Women with higher QTc intervals had more events than those without significant QTc prolongation, whereas the event rate was similar among men regardless of QTc range. Similar to the data in the children, recent syncope was a predictor of serious adverse events in affected patients, with a nearly 10-fold increased risk. Beta-Blockers were used in 25 percent of patients, more so in those with a longer QTc. A trend toward lower mortality was observed in the older patients treated with beta-blockers, which could obviously be due to several different protective mechanisms (e.g. lowered blood pressure).

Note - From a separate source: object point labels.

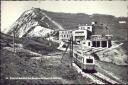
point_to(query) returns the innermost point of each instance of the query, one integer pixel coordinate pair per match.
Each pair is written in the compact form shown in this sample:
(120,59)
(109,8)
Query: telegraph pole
(14,42)
(71,49)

Among patients receiving ICD therapy, 15 percent had experienced their ICD to fire in response to an arrhythmia, possibly saving their lives. The authors concluded that ICD implantation in LQTS patients over age 40 should be considered for primary prevention in those who have still symptoms despite beta-blocker therapy. Surgical denervation was performed in just 9 patients in this adult LQTS population, so conclusions were hard to draw. Overall, the results show continuing risk for patients over age 40.
“LQTS is clearly not the same in all patients,” Moss said. “We welcome the recognition by a colleague who wrote an editorial accompanying our articles in Circulation that decades of work involved in building the International LQTS Registry have paid off in better treatment for LQTS patients, young and old.”